Un film sur une extermination ethnique peut-il être autrement qu'insoutenable ?

Le cinéma est représentation du réel, mais comme art, il est abstraction, métonymie : une recréation audiovisuelle évoquant la totalité du réel. Il a forcément moins d'impact que l'expérience directe, infiniment moins. Pourtant, l'image photo-cinématographique exerce une influence puissante sur les émotions.
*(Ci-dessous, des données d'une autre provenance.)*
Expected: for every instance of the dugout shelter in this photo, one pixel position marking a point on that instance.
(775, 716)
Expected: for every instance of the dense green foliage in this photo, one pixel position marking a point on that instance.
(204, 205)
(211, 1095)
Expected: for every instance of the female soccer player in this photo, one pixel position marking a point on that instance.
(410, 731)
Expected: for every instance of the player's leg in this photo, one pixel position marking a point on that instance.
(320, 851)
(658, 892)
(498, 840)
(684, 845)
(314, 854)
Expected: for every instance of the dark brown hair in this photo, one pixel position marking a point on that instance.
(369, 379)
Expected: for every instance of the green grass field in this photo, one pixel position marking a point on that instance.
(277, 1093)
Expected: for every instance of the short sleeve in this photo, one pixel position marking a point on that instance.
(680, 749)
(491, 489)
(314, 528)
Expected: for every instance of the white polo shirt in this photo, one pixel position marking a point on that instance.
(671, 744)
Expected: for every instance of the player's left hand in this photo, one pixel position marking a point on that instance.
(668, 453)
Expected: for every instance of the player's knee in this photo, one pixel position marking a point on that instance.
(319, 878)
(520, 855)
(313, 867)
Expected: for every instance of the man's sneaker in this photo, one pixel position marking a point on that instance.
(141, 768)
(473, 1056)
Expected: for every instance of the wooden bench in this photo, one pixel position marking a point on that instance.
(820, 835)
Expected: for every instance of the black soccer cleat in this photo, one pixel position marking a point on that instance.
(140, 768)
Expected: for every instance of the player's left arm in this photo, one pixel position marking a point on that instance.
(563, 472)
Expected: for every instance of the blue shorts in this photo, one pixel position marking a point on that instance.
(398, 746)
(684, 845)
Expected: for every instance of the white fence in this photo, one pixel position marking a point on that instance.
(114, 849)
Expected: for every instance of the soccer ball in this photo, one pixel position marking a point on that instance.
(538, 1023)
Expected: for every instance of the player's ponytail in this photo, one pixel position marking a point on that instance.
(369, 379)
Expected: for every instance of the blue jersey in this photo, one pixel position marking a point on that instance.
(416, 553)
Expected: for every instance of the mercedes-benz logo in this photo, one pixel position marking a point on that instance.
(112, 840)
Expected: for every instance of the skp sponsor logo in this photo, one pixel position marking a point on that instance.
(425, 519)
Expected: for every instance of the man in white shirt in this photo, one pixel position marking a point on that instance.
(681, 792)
D'où le rôle extrêmement efficace de propagande que joue le cinéma. Alors certes, ce film n'est pas entièrement comparable à La Liste de Schindler, qui sortait dans une période de détente et d'initiation de "processus de paix" entre Israeliens et Palestiniens, contrairement à ce Dara qui paraît-il souffle sur les braises de l'inimitié entre Serbes et Croates.

Pourtant, la mauvaise foi de la critique de Variety ne va pas jusqu'à prétendre que les bases historiques du film sont erronées. Le film n'est mensonger que comme toute oeuvre de fiction, comme recréation du réel - non comme mystification visant à induire le spectateur en erreur sur les faits historiques auxquels il se réfère. Non, cette critique de Variety joue le jeu dangereux de reprocher "l'intrumentalisation de la shoah" à une oeuvre qui, exceptionnellement, ne décrit pas le massacre des Juifs. Reproche risqué, à double tranchant pourrait-on dire. Mais surtout, que son auteur n'oublie pas de reprocher aux films montrant le génocide des Tutsis (ou des Hutus, je ne sais jamais - pardon, je confonds ces catégories plus ou moins arbitrairement instituées par les colons belges!), ou celui des Arméniens, ou des Amérindiens, leur exploitation sans scrupule de l'idée de génocide, sur laquelle il semble qu'il y ait monopole. Sinistre compétition.


"Première condamnation pour génocide par le Tribunal Pénal pour l’ex-Yougoslavie : Radislav Krstic (...)

Qualification de génocide des musulmans de Bosnie par les Serbes à Srebrenica en 1995 par le Tribunal Pénal International pour l’ex-Yougoslavie le 2 août 2001."

(0)


L'intérêt de l'Etat est d'apporter la paix à l'intérieur de ses frontières - de déplacer les guerres claniques à l'échelle internationale, apportant une stabilité, une protection à la population dans le cadre interne d'un Etat de droit .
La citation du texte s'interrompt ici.